As an important part of carbon sink fisheries, freshwater fisheries in reservoirs are one of the important directions for the development of green fisheries and carbon sink fisheries, which have attracted wide range of concerns from academic fields, management departments, etc. However, at present, the evaluation method of carbon sink in inland freshwater fisheries has not yet formed a standard, and the specific methods and applications are still in the stage of academic discussion.

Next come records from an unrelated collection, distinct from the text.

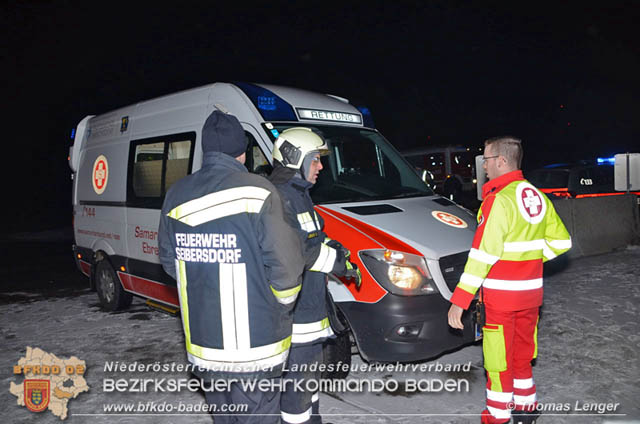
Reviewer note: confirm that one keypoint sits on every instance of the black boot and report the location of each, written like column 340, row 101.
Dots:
column 523, row 417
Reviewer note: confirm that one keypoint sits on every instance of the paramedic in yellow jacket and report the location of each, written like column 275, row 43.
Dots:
column 518, row 230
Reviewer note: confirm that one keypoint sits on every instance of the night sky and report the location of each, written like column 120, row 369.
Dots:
column 562, row 76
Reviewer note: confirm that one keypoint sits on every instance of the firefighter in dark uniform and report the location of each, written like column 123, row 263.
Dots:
column 238, row 270
column 297, row 164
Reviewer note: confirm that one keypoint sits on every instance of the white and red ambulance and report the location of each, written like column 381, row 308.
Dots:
column 410, row 244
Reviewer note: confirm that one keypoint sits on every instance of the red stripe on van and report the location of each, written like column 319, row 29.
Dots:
column 149, row 288
column 356, row 236
column 387, row 241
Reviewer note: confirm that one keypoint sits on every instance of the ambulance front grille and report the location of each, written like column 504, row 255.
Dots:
column 451, row 267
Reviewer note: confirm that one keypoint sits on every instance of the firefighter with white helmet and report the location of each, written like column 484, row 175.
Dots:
column 297, row 163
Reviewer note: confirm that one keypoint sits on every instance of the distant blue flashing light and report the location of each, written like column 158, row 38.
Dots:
column 602, row 161
column 270, row 106
column 367, row 118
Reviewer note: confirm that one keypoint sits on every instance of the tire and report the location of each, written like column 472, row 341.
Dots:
column 337, row 351
column 110, row 292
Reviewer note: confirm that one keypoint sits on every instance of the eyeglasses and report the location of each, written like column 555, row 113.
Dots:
column 484, row 159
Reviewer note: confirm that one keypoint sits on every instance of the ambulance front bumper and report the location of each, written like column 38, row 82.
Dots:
column 406, row 328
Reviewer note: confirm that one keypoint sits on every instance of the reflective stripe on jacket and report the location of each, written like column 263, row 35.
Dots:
column 237, row 265
column 518, row 229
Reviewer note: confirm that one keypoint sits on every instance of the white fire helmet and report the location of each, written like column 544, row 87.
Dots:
column 294, row 144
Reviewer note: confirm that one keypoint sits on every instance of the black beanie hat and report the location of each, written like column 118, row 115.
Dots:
column 223, row 133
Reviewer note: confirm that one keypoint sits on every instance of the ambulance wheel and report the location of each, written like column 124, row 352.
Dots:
column 110, row 292
column 337, row 352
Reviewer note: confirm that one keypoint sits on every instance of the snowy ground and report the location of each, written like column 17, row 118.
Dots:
column 588, row 336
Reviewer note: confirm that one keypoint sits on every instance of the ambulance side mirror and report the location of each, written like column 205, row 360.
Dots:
column 481, row 177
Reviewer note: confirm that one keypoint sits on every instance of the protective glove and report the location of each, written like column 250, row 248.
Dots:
column 353, row 273
column 335, row 244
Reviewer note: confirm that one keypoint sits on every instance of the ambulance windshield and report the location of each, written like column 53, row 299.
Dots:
column 362, row 166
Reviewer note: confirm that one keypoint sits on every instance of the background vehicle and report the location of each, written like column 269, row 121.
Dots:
column 410, row 244
column 586, row 178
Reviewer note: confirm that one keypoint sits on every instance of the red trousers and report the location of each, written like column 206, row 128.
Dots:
column 509, row 344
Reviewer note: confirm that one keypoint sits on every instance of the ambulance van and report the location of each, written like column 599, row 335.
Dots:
column 410, row 244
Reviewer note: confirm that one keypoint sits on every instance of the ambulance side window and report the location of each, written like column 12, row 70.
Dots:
column 256, row 161
column 155, row 164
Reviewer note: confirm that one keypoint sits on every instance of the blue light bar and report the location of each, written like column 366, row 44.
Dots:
column 367, row 118
column 602, row 161
column 270, row 106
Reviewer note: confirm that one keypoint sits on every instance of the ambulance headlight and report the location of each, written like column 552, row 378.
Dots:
column 400, row 273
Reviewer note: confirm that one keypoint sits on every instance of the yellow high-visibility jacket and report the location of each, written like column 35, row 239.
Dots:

In this study, we constructed the Ecopath model to analyze the trophic levels, energy flows, and ecosystem characteristics among the species of the Qianxiahu Reservoir based on on-site field fishing and hydroacoustic detection. Then, the “trophic level” and “carbon content” methods were used to evaluate the potential of the Qianxiahu Reservoir for carbon sink fisheries. The results showed that the carbon sink capacity was estimated at 261.8362 tons/km² and 66.6818 tons/km² evaluated by the “trophic level” and “carbon content” methods, respectively, indicating that the Qianxiahu Reservoir or other similar reservoirs holds substantial potential for carbon sink fisheries

The significant variations in the carbon sink capacity estimated by these two calculation methods indicate that the evaluation framework requires further exploration from a methodological perspective. Finally, measures such as stocking filter-feeding fish, implementing appropriate fishing practices, and enforcing seasonal fishing bans could improve energy utilization efficiency and the trophic structure, thus optimizing the ecological value of carbon sinks. Overall, the findings suggest that the Qianxiahu Reservoir holds significant potential for carbon sink fisheries, and the composition of fishery species should be further refined based on the results from the Ecopath model to maximize its carbon sink functionality in the future.